Neutralizzare le due guardie è semplice. Sfilo pantaloni e armi a uno di loro, le sole munizioni all’altro e mi inoltro nella giungla. Bestemmio per il necessario adattamento degli occhi all’oscurità. Dopo aver corso per un buon quarto d’ora, ed aver schivato svariate trappole, mi fermo un po’ a riprendere fiato e infilarmi i pantaloni. Non che mi importi più di tanto di andare in giro nudo, ma i vestiti mi faciliteranno sicuramente gli incontri. Mi assicuro il cinturone con la pistola e il pugnale alla vita e controllo il mitra. Poi mi inoltro ancora più a fondo nella giungla, rimpiangendo la mia perduta borsa. Per contenere le perdite ho inviato delle cimici a recuperare le nanomacchine nei vestiti, ma non posso certo recuperare degli oggetti così grandi. La mia sola speranza è che, non capendo di cosa si tratta se ne sbarazzino prima che io me ne vada. Altrimenti addio abiti, borsa, arsenale e oggetti magici.

 

Mi sorprende, quasi, mentre inizio a sentirmi al sicuro. – Mortale, credevi di ingannarci in cotal maniera? La tua audacia mi lascia indifferente, ma ho ricevuto l’ordine di ricondurti al campo e non mancherò. -

Scarico tutto il caricatore del mio M16 sul suo corpo, forse uno o due proiettili non vanno a segno, ma ne dubito, è così grande che non potrei mancarlo, non a questa distanza. Rimbalzano tutti, posso quasi vederli, non si accorge neppure del mio tentativo di difesa. Non che questo lo renda, neppure di un pochino, meno pericoloso. Mi attacca, massa imponente. Schivo per miracolo la sua enorme arma. Sarebbe quasi comico essere attaccato con il lancio di un’arma così antica, se questa, in particolare, non fosse perfettamente in grado di distruggere un camion senza neppure riportare dei graffi. L’agilità è il mio solo vantaggio, salto qua e la, interponendo alberi tra me e il mio avversario nel tentativo di sganciarmi. La sua arma li falcia, quasi fossero grano. Ma un po’ lo rallenta. Non abbastanza, comunque.

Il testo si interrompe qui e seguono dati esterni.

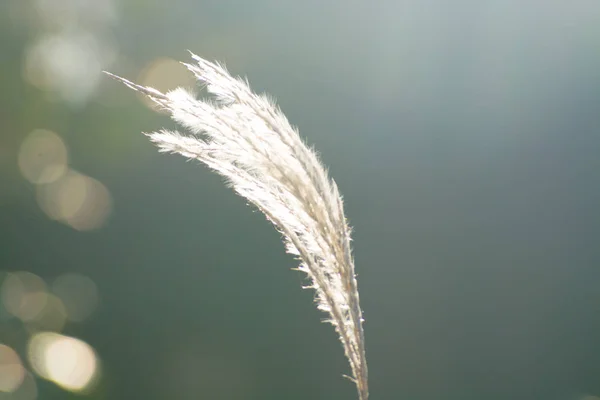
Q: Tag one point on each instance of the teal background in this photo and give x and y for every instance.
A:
(465, 137)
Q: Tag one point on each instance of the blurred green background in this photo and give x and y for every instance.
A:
(464, 135)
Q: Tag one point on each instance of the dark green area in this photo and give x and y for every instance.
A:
(465, 138)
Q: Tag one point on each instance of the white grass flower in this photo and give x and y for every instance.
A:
(246, 138)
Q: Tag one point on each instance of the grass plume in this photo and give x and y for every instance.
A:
(246, 138)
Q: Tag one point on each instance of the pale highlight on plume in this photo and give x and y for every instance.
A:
(246, 138)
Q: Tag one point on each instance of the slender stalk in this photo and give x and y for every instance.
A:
(246, 138)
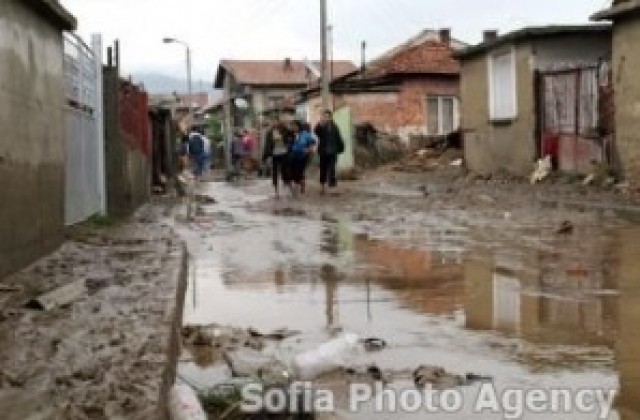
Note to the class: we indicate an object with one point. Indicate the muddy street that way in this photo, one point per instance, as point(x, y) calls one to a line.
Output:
point(477, 280)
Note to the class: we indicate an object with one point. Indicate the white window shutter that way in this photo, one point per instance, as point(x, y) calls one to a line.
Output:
point(502, 77)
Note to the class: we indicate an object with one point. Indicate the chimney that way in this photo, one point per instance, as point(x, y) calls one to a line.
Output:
point(287, 64)
point(445, 36)
point(489, 36)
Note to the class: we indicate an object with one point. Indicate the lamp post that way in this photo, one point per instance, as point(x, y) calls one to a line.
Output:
point(177, 41)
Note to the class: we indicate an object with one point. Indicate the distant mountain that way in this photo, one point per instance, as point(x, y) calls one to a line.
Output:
point(160, 83)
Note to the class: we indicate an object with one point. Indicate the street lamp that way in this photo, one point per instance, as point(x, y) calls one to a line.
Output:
point(177, 41)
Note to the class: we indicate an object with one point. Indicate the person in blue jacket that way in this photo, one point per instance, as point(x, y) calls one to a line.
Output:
point(303, 146)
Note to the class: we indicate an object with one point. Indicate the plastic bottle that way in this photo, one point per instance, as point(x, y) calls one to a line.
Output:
point(184, 404)
point(326, 357)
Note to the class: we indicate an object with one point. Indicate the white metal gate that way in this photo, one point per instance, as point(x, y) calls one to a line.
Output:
point(85, 191)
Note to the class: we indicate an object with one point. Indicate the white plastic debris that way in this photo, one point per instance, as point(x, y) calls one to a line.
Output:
point(327, 357)
point(184, 404)
point(543, 169)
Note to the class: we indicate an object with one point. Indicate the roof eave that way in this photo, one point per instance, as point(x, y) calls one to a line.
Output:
point(617, 12)
point(529, 33)
point(55, 13)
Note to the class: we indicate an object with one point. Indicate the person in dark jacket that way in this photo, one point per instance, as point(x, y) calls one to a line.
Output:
point(330, 145)
point(303, 146)
point(278, 148)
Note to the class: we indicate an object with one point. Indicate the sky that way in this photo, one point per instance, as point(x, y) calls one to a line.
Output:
point(276, 29)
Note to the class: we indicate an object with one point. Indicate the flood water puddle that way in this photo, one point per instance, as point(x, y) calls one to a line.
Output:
point(563, 315)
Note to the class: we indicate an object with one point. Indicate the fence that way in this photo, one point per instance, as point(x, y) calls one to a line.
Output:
point(84, 195)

Un martello, enorme, lo centra in pieno volto. Accusa il colpo, ma si rialza immediatamente, pronto a combattere il nuovo, più pericoloso avversario.

- Ho udito i guerrieri di Asgard fare il tuo nome con timore e rispetto. Invero le tue azioni sconfessano quei racconti. –

Sento una mano toccare gentilmente la mia spalla, mi volto veloce, pronto a contrattaccare se dell’occorrenza.

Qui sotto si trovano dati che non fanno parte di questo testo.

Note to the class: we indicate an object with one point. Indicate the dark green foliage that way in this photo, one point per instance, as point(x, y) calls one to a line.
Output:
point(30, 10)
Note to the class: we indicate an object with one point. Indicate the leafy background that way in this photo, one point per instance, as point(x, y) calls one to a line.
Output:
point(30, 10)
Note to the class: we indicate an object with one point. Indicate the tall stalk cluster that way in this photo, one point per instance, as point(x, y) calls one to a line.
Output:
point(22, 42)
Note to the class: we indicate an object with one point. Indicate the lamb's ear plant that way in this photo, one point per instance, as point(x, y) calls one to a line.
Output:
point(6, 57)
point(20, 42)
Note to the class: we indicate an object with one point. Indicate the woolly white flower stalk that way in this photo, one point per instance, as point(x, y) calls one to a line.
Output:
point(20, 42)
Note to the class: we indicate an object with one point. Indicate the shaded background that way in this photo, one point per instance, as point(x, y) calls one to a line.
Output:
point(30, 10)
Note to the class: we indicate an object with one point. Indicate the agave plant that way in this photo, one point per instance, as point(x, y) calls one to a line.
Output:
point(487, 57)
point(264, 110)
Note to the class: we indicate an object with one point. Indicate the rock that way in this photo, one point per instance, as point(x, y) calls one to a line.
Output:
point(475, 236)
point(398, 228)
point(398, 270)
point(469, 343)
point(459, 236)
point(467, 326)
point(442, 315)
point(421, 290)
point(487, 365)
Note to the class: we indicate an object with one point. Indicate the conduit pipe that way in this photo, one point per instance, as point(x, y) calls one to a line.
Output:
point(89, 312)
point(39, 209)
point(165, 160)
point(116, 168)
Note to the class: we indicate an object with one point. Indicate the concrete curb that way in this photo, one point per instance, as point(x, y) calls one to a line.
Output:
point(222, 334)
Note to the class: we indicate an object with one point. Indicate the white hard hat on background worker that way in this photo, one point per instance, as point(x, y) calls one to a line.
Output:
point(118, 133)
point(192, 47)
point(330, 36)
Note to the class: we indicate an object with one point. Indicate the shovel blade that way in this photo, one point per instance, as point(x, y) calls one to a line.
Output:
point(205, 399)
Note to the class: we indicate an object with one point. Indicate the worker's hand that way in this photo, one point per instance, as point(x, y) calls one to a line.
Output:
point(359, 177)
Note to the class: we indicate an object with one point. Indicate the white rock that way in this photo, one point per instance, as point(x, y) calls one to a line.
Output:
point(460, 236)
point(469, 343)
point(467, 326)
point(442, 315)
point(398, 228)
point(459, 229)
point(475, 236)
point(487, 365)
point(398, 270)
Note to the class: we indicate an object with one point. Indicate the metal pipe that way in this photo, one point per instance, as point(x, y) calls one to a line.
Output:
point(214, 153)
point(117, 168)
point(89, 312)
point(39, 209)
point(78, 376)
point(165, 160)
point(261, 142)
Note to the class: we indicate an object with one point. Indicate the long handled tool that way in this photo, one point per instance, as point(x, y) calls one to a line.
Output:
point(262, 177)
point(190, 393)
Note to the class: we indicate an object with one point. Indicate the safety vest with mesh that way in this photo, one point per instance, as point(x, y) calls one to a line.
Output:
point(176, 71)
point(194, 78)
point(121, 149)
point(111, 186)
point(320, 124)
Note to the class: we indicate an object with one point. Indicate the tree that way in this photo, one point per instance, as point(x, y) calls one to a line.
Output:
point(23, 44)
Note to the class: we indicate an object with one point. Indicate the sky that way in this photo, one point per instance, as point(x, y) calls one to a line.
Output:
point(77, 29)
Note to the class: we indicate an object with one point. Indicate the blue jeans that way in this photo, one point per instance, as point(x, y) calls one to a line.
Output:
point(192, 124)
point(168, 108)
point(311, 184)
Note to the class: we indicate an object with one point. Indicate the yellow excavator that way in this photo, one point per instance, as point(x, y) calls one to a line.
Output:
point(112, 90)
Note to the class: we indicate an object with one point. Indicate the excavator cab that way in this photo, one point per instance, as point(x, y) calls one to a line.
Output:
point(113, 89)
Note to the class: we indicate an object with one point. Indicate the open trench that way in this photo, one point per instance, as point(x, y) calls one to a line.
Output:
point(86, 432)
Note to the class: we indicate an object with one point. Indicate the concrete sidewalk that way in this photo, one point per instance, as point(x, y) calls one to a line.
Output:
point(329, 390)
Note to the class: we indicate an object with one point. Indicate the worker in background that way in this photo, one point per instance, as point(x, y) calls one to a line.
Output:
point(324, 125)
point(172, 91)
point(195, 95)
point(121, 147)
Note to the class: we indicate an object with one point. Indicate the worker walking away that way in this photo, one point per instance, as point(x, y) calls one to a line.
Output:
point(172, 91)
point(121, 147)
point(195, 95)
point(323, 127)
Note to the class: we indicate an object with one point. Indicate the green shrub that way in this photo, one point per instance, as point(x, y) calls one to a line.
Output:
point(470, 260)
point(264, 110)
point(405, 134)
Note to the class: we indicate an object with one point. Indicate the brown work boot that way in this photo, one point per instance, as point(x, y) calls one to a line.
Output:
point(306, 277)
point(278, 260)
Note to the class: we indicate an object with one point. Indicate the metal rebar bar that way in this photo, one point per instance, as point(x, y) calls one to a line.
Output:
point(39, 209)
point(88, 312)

Davanti a me una figura imponente, non come le due che si affrontano con enorme fragore, a pochi passi da noi. Di un’imponenza più profonda. Un po’ come cap ma con qualcosa di più.

- Non so chi tu sia, ma credo che sia prudente se ci togliamo di mezzo. Non è mai prudente stare nelle vicinanze quando due asgardiani si scontrano. –

Lo guardo un attimo.

Costume azzurro, mantellina dorata e uno scudo nero con una grossa A rossa dipinta sopra. La maschera lascia libero uno svolazzo di capelli biondissimi.